Mathematics
The following equations and notation can help in understanding the code, especially for the backward pass.
Forward
Let $\matr{K} \in \mathbb{R}^{(2r + 1) \times (2r + 1)}$ be the Gaussian SSIM kernel with radius $r \in \mathbb{N}$ (normally $r = 5$):
\[K_{ji} \propto \exp \left(-\frac{i^2 + j^2}{2\sigma^2} \right),\]

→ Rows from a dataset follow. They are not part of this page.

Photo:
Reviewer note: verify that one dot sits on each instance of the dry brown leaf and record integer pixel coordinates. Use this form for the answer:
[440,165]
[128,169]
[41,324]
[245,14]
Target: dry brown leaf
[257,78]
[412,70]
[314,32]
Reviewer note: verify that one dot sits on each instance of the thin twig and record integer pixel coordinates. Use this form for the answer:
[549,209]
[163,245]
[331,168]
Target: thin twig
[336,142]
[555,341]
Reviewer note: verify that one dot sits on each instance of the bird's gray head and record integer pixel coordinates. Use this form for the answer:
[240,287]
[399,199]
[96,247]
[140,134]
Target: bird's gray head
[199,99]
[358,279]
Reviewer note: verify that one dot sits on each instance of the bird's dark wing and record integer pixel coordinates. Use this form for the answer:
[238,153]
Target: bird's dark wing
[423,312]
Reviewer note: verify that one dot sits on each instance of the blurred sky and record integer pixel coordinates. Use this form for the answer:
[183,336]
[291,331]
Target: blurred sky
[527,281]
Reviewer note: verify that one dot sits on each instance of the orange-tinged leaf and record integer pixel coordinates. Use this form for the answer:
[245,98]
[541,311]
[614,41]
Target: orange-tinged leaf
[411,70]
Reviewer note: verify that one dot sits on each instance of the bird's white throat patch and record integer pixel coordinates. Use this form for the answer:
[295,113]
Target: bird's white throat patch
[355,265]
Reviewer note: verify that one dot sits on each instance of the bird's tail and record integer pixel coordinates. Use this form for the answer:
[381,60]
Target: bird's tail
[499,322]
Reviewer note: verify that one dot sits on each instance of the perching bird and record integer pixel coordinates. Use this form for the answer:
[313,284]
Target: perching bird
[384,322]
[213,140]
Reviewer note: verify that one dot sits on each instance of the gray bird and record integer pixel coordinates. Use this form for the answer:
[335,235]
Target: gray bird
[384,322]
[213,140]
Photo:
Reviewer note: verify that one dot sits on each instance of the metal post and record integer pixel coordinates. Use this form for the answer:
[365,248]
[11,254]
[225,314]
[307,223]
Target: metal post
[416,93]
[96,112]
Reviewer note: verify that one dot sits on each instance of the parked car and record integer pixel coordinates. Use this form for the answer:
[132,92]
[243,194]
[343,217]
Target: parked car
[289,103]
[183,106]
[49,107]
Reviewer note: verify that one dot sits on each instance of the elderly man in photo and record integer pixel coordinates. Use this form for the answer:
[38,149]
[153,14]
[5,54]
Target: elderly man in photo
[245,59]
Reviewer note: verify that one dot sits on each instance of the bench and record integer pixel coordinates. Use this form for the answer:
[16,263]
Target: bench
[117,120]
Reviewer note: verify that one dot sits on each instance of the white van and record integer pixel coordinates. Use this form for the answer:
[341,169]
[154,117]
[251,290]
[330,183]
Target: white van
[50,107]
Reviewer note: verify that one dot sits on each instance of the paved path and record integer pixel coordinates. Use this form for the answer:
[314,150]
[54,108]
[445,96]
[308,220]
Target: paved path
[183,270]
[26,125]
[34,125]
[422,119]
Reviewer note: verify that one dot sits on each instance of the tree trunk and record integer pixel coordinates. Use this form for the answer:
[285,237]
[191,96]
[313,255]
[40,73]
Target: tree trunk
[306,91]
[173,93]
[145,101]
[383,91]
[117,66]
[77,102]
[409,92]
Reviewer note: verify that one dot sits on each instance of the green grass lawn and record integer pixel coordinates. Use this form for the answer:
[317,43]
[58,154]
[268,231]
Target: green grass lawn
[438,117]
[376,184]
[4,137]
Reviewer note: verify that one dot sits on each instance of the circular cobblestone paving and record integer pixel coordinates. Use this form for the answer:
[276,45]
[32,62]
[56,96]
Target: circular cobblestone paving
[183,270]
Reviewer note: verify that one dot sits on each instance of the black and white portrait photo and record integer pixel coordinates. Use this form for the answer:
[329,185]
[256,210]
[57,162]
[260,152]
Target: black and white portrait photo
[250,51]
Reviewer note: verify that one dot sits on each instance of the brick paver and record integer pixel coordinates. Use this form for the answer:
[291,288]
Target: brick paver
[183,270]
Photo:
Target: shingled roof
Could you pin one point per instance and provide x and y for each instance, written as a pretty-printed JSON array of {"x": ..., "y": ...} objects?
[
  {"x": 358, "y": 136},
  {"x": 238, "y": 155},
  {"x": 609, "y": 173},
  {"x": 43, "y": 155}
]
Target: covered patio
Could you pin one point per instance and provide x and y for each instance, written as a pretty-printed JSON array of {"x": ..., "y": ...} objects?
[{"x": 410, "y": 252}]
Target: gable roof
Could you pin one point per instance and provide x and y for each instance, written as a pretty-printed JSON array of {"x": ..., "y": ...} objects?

where $\sigma = 1.5$, we indexed $\matr{K}$ via $-r \leq i, j \leq r$, and the proportionality constant is such that $\sum_{ji} K_{ji} = 1$. For any grayscale image $\matr{I} \in \mathbb{R}^{h \times w}$, the convolution $\matr{M} \coloneqq \matr{M}_{\matr{I}} \coloneqq \matr{I} * \matr{K} \in \mathbb{R}^{h \times w}$ contains local means (locally averaged intensities) from $\matr{I}$, i.e. local first moments. Note that we will use zero-padding to make $\matr{M}$ the same size as $\matr{I}$. Similarly, $\matr{Q} = \matr{I}^2 * \matr{K}$ (where the square is elementwise) contains local second (quadratic) moments. Local variances can then be computed as $\matr{V} = \matr{Q} - \matr{M}^2$, cf. $\Var[X] = \E[X^2] - \E[X]^2$ for a random variable $X$. If we have a second (reference) image $\matr{R} \in \mathbb{R}^{h \times w}$ and $\matr{P} = (\matr{I} \odot \matr{R}) * \matr{K}$ with $\odot$ denoting the Hadamard (i.e. componentwise) product, then $\matr{C} = \matr{P} - \matr{M}_{\matr{I}} \odot \matr{M}_{\matr{R}}$ contains local covariances between the images, cf. $\Cov[X, Y] = \E[XY] - \E[X]\E[Y]$.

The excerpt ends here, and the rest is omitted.